We feed our puppies 2x a day now (they're 9 and 11 months) and have been since they were around 4-5 months. They get 1.5 cups at both feedings. We also mix a bit of soft food in with their breakfast meal. They are both in the 70 pound range...nicely proportioned.


----------



## MyBentley

Many dogs switch to 2 meals a day by 5 months. Some start showing less interest in the noon meal.

If your puppy still seems interested in the noon meal, cut it out gradually over 3-5 days. Reduce the noon feeding by half; then divide the other half equally between breakfast and dinner. Finally, just split what would have been given at noon and add to the breakfast and dinner.

Natura (maker of Innova, EVO, California Natural and Healthwise) has a helpful calculator on their website to guage how much food to give your dog.
http://www.naturapet.com/tools/feeding.asp 
If anything, these recommendations usually show on the high side of what I'd feed my dogs. 

Puppies often reach their lifetime peak of the quantity they eat between 6-7 months. When their growth spurt starts slowing down, they don't need to eat as much.


----------



## sprasad03

I switched to 2 meals successfully but the amount I feel is too low. My puppy right now eats 3.0-3.2 cups a day. He gobbles it all up in 15 mins. He weighs about 40lbs and is not overweight, but I wonder if I should cut it down because the calculators and others feed less. His poops are fine and is energy seems good, so should i lower it?


----------



## BeauShel

I would switch back to twice a day one cup each time. He is around the age that they usually slow down in eating. If you can slow him down by putting the food in a muffin tin or get one of the brakefast bowls that will help. Some goldens will eat as long as there is food down.


----------



## Willow52

My Hank is 5.5 mo.old, weighs around 45 lbs. He eats Innova Large Breed Puppy. I give him 1.5 cups twice a day. 

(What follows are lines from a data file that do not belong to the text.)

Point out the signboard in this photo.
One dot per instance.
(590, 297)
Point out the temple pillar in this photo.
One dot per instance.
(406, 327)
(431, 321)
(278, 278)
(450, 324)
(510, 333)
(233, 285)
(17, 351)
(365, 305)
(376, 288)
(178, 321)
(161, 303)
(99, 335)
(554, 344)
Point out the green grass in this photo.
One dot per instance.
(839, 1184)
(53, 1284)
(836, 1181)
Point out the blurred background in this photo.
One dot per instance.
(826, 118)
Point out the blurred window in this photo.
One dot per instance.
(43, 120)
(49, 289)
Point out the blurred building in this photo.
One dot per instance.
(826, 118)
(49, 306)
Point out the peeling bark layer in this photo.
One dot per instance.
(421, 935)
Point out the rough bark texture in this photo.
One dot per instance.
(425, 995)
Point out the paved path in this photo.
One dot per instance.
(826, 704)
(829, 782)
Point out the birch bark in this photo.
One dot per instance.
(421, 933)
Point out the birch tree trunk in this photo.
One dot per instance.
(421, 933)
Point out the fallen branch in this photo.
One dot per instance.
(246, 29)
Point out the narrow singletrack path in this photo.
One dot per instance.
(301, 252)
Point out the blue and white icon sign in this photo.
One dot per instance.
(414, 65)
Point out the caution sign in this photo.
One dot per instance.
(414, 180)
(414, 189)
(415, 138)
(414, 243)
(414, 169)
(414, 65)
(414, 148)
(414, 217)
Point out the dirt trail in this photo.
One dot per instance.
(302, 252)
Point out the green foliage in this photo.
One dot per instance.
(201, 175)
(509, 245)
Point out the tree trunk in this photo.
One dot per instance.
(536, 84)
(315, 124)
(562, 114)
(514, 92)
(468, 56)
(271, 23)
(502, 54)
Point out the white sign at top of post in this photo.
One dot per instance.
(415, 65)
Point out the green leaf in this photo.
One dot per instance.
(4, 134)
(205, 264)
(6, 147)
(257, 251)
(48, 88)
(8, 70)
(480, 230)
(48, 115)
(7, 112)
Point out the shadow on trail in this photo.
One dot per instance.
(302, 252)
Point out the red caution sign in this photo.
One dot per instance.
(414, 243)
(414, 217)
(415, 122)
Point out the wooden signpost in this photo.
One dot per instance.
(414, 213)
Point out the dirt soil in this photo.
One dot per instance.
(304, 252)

I looked at the Innova site calculator, it says 3 7/8 cups/day for his age & size. By their calculation that's almost 1 cup additional, but he's well proportioned so I'm not upping his amounts.


----------



## Debbie22

Help, we have a 5 month old puppy, Rosie, she's always hungry!!! She's been waking up at 12:00-12:30 & wants to eat, my husband feeds her three times a day, early am, lunch time & dinner time. What are we doing wrong?


----------



## Cpc1972

How much is she getting a day and what kind are you feeding her. Chloe was eating four cups divided into three meals. We noticed her height slowing down so we decreased it to three cups a day. She has started to not ask for her mid day meal. So we don't give it to her. But if she starts acting grabby we will give her more.


----------



## Kora2014

My girl is definitely one that will eat if food is given to her. She already eats from a slow bowl and continues to want her 3 meals a day. I don't know if it's just routine or hunger, but she is up a 5am every day for breakfast. 
I usually go home at lunch to walk and feed her and after she is walked she is jumping and barking for me to feed her.
Then the same thing a dinner. She is walked and then when we get home she is barking for dinner.
I also give her a sardine and lunch or some boiled chicken if we have some. 
So she is getting 3 cups a day with a small protein/fish included. She is in great shape and weighs approximately 70lbs at a year old.
I don't feel like this is too much, but am I mistaken? I couldn't imagine not giving her food a lunch time!


----------



## momo_

Is there a reason why meals have to split into 2? If they're still getting the same amount, can we keep it at 3 meals? 
My puppy is 6.5 months and he is definitely not showing signs of losing interest in lunch. He's a total pig, would eat himself into a coma if I let him. He's not overweight though, might actually need to put on a few pounds.


----------



## rabernet

I don't know if it matters more than convenience, Momo. Noah got cut down to breakfast and dinner when he started not acting as interested in his dinner meal. The only days he gets 3 meals a day is on doggy daycare day, because he's a non-stop player, and I figure he's expending a lot more energy than normal. They joke there that Noah's best friends are the ones that can keep up with him. LOL

But his normal amount is 1 cup, twice a day. His dinner meal also has 1/2 cup of steamed and pureed veggies (usually broccoli, cauliflower, zucchini, sweet potato and a bit of brown rice) with coconut oil, Grizzly salmon oil, 1 raw egg and 1 capful of Bragg's ACV all mixed together. The veggies I feel help keep him feeling satisfied, and because of some of the studies that suggest veggies may actually aid in cancer prevention in dogs. And it can't hurt, so why not? 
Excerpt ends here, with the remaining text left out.